What can Delmar expect, after all, from a Christian Canada that still teaches that the world and our children are born depraved and incomplete, and are in need of forcible “correction”?
How can any of us survive a deliberate corruption that is so powerful that it dulls and destroys our most basic instinct: the urge and ability to protect our young against all who would harm them, including those in power?
Child rapists in Canada do on average less than one year in prison before being released to destroy another young life. More than a million kids are trafficked every year by the government, many of them into the homes of violent offenders. And in 1999, UNESCO named Vancouver, Canada as one of three major centers in the world where organized child trafficking goes on “with unofficial police and judicial protection”.
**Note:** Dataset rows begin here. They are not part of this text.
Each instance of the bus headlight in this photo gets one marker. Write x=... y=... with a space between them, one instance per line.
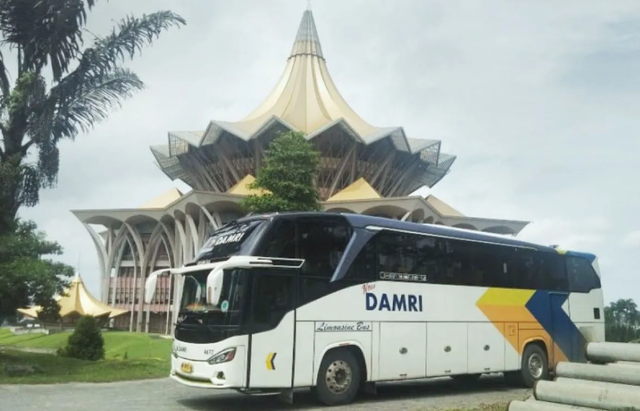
x=224 y=356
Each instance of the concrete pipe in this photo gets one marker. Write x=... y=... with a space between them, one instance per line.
x=625 y=364
x=543 y=406
x=588 y=394
x=592 y=372
x=612 y=352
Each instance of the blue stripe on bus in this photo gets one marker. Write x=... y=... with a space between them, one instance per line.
x=546 y=307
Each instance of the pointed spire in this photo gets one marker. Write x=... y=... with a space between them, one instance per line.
x=307 y=40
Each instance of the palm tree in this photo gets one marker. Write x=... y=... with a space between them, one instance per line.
x=46 y=36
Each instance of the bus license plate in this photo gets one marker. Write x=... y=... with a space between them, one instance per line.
x=186 y=367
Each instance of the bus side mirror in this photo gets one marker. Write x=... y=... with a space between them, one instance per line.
x=214 y=286
x=150 y=287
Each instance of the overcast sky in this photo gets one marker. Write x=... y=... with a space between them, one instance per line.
x=539 y=99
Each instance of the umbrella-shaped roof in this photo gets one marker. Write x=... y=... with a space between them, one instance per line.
x=77 y=300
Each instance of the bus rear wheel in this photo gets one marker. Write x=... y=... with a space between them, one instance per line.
x=535 y=367
x=338 y=378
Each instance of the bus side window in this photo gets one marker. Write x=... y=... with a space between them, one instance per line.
x=489 y=269
x=272 y=298
x=281 y=242
x=458 y=264
x=363 y=268
x=554 y=270
x=582 y=276
x=322 y=244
And so it’s small wonder that Canadians don’t care enough about the mass graves of residential school children to unearth them and ask who put them there.
In the land now called Palestine and Israel, a people called the Canaanites worshiped a great Fire God they called Moloch, who thrived off the sacrifice of new born Canaanite babies. All of the law-abiding, religious folk back then dutifully tossed their kids into the flames to insure a good harvest and keep the system working.
Some things never change.
Apparently, the Canaanite parents had the option of handing over their children to professionals to immolate, sparing them anguish and doubts about the system. In the same way, Canadian parents hand over their own children at birth to a Moloch system to register, process, “educate”, care for and ultimately use those innocents like cattle, including by routinely culling and slaughtering them.
I was going to say that none of this crime has to be. But of course it does. The violation of our innocence and our children is a cornerstone of a corporate hierarchical society. For in the words of the founder of modern public relations, Edward Bernays,
“Is it not possible to control and regiment the masses according to our will without their knowing about it? Is it not the case that only by crushing and re-forming the will of the majority at a tender age that a small ruling class can direct millions of otherwise independent people?”
Don’t think for a moment that all of this suffering and exploitation of children is some big accident or failure of the system. On the contrary: it’s how the system works. And that’s why none of it will ever stop until that system and the spirit and attitude behind it comes crashing down.
Perhaps, one day, our latent capacity to fight and die for any child and thereby ensure our future will indeed become “Idle No More”.
And yet, the mass refusal of Canadians, regardless of their pigmentation, to win justice for 50,000 dead Indian kids is their honest acknowledgement of this hard fact about how their society works. Children are raised to be expendable. For that to change, our very thinking and daily life has to be uprooted in the manner prescribed by Jesus himself: by bringing down the mighty from their thrones, and raising up the lowliest among us.
So let’s stop putting off the inevitable confrontation and begin dismantling all that enslaves and destroys us and our children.
Bring home the innocents who have died and lock up their killers and those of church and state who helped them.
Stop paying taxes and obeying the laws of a child-murdering Canada and the churches it shields.
And pull the still-living children out of the schools and social services and economic system that is indoctrinating them to become tomorrow’s faithful killers.
Know, however, that as with Billie Combes, doing all this will likely cost you your life. But if the life of a single child isn’t worth such a sacrifice, then ask yourself: what is?